Acórdão nº 2847/05 de Supremo Tribunal Administrativo (Portugal), 30 de Novembro de 2005 (caso None)

Magistrado ResponsávelDR. JORGE DIAS
Data da Resolução30 de Novembro de 2005
EmissorSupremo Tribunal Administrativo (Portugal)

Acordam, em audiência, no Tribunal da Relação de Coimbra:*No Processo Comum Singular nº 690/03.2PAMGR do 2º Juízo do Tribunal Judicial da Comarca da Comarca da Marinha Grande, por sentença de 05.01.26, foi, no que para a apreciação do presente recurso interessa, decidido: - Absolver os arguidos A..., B... e C..., do crime de furto qualificado p. e p. pelos artºs. 203º e 204º nº 1 f) CP, de que vinham acusados, bem como do pedido de indemnização contra eles formulado.

Inconformado, o assistente interpôs recurso da sentença, em cuja motivação produziu as seguintes conclusões ( sic): " 19. Com efeito a este propósito refere o Senhor Juiz Conselheiro Campos Costa num artigo publicado In revista dos tribunais Ano 74 pág. 130 a 143 intitulado " para uma melhor organização da Oralidade em Portugal ": De nada terá valido o esforço do legislador em promulgar as melhores leis para a resolução das questões de Direito, se os Tribunais não são capazes de averiguar com verdade os factos ou matérias ocorridas".

Ora: 20. A produção e Gravação de elementos de prova, designadamente testemunhal é aquela que mais duvidas e angustias suscita quanto á respectiva valoração pelo Tribunal.
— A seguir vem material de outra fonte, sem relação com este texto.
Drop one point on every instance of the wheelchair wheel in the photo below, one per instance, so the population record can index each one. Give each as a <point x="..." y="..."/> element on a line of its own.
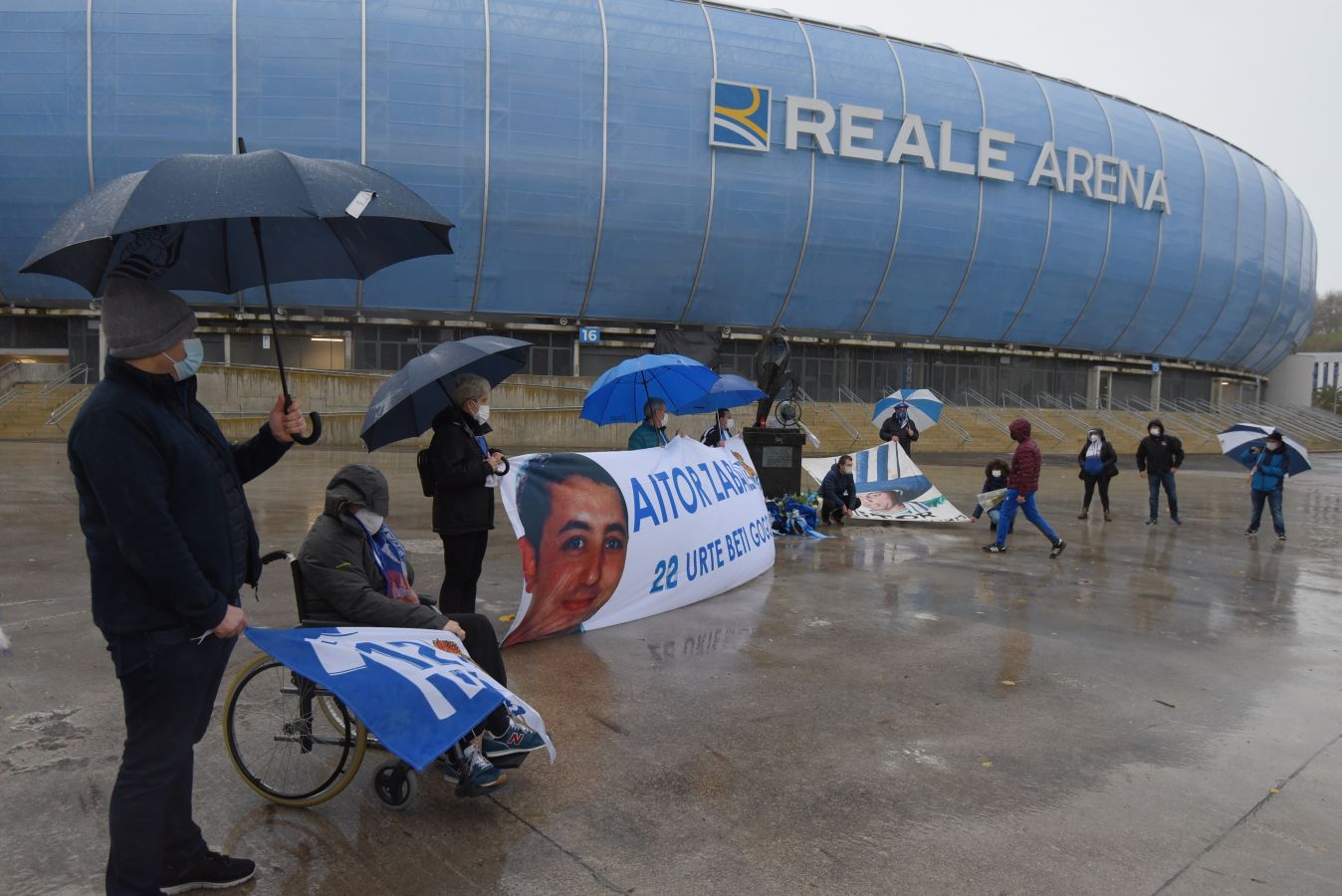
<point x="292" y="742"/>
<point x="393" y="783"/>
Decerto os depoimentos não são bacteriologicamente puros, resultando de um certo circunstancialismo, principalmente quando em causa então elementos objectivos e subjectivos dos quais resulta a perca do meio de transporte pelo Assistente em prol da Absolvição dos arguidos.

  1. Mas por sua vez o dever de fundamentação da decisão não constitui algo a que corresponda uma soma de depoimentos ou outros elementos sobre determinado facto, como aliás referiu Eurico Lopes Cardoso, in BMJ nº 80 " Os depoimentos não são só palavras, nem o seu valor pode ser medido apenas pelo tom em que foram proferidos. Todos sabemos que a palavra é só um meio de exprimir o pensamento sendo por vezes também um meio de o ocultar " 22. Porém o tribunal recorrido nada fez, bastou-se com a Pseudo prova que revelou lacunas, contraditórias, e obscuras, nem sequer se atendeu á confissão feita pelos Arguidos ao Assistente e sua mãe.

  2. Face ao exposto caberá ao tribunal de Recurso, na reapreciação da decisão impugnada, proceder a uma valoração autónoma de todos os meios de prova utilizados pelo Tribunal a quo para fundamentar a decisão.

  3. Existe pois um erro notório na apreciação da prova nos termos do aludido artigo 410° nº 2 c) do C.P.P.

  4. Caberá pois ao Tribunal de Recurso na reapreciação da decisão impugnada, proceder á valoração autónoma dos meios de prova utilizados pelo Tribunal a quo, para fundamentar a decisão digna de reparo.

  5. Face aos apontados vícios elencados nas presentes alegações requer-se que relativamente ao Assistente, ora recorrente, seja revogada a decisão proferida pelo Tribunal de 1ª instancia, que absolveu os Arguidos pela pratica de crime de furto qualificado, devendo estes ser condenados." O Ministério Público e os arguidos A... e C... responderam à motivação, concluindo que a sentença recorrida deverá ser mantida.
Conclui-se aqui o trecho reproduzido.